Lifetime Planned Gifts Increase the Tax SavingsSummer 2014 – Articles The Gazebo
When people hear planned giving, they usually think of bequests and other gifts to charities that take place after death designed to minimize estate and inheritance taxes. But lifetime planned charitable gifts can produce significant income tax savings which in many cases exceed the potential estate and inheritance tax savings.
For estate and inheritance tax purposes, there is an unlimited charitable deduction. This means that any amount left to a charity under your will is fully deductible for federal and state purposes.
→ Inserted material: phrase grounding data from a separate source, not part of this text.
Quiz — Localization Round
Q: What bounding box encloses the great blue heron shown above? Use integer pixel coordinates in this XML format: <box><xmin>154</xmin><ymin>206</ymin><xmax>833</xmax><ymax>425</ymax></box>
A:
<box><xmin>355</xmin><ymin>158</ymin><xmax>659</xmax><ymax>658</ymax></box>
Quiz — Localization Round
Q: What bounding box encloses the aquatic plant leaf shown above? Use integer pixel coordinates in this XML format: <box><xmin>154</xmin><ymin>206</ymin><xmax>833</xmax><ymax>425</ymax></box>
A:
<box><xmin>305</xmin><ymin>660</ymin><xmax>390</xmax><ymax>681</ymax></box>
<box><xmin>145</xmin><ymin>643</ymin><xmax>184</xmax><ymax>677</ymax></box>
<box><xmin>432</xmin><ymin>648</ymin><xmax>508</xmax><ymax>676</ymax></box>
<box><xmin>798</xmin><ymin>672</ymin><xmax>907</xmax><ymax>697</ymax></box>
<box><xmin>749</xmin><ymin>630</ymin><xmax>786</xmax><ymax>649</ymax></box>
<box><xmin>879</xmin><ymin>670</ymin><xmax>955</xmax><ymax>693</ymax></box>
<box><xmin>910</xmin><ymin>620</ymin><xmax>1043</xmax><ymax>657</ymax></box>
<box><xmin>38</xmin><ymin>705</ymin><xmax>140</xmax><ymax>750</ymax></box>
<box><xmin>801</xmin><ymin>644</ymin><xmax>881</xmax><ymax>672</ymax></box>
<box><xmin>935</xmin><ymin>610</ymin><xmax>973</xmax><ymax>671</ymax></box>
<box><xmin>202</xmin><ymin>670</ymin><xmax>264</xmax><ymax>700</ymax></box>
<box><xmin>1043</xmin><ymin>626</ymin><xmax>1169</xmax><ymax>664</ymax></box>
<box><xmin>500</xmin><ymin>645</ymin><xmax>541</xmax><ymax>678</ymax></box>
In effect, estate and inheritance taxes can be viewed as voluntary, since they can be totally avoided through charitable gifts.
Of course, your children and grandchildren might take a different view. They would probably prefer paying some inheritance tax to being disinherited in favor of charities. After all, the Pennsylvania inheritance tax rate is only 4.5 percent on children and grandchildren. And while the federal estate tax rate is 40 percent, it only applies to estates in excess of $5.34 million in 2014 ($10.68 million for married couples). So if you have an estate worth $1 million, there is no federal estate tax savings for leaving your estate to charity, and if your beneficiaries are children and grandchildren, the Pennsylvania tax savings is only $45,000. In situations where there is no federal estate tax, the primary motivation for charitable gifts is benefiting the charity rather than securing the state inheritance tax savings. For example, if you want to make a $100,000 to your favorite charity, the $4,500 inheritance tax savings is a nice bonus, not the impetus for the gift.
Now enter the income tax. The top federal income tax rate is 39.6 percent. For federal income tax purposes, gifts to public charities, such as the Bucks County Community College Foundation, are deductible for up to half or your taxable income each year. Gifts in excess of this amount can be carried forward for up to 5 years. The Pennsylvanian income tax rate is 3.07 percent, but unfortunately, Pennsylvania does not allow you to deduct charitable gifts for income tax purposes.
In the above example, where the donor is considering making a $100,000 bequest to charity, suppose instead the gift is made during lifetime. The federal income tax savings could be as much as $39,600. In addition, because the lifetime gift reduces the size of the donor’s estate, there will still be a $4,500 Pennsylvania inheritance tax savings even though the gift is not made by Will. So by making the gift during lifetime instead of after death, the tax savings could be as much as $44,100.
The donor might say that it is easier to part with the $100,000 after death, since someone else gets to write the check, and the donor still has the use of the funds during lifetime. But the $100,000 gift does not need to be made in a single lump sum payment. For example, the gift could be made in $10,000 increments over 10 years. The tax savings would be the same. The donor has the added benefit of seeing the gift being put to good use during his or her lifetime. Plus the charity has the opportunity to recognize the donor’s generosity directly to the donor during his or her lifetime. These benefits help make the lifetime gift a win-win for the donor and the charity.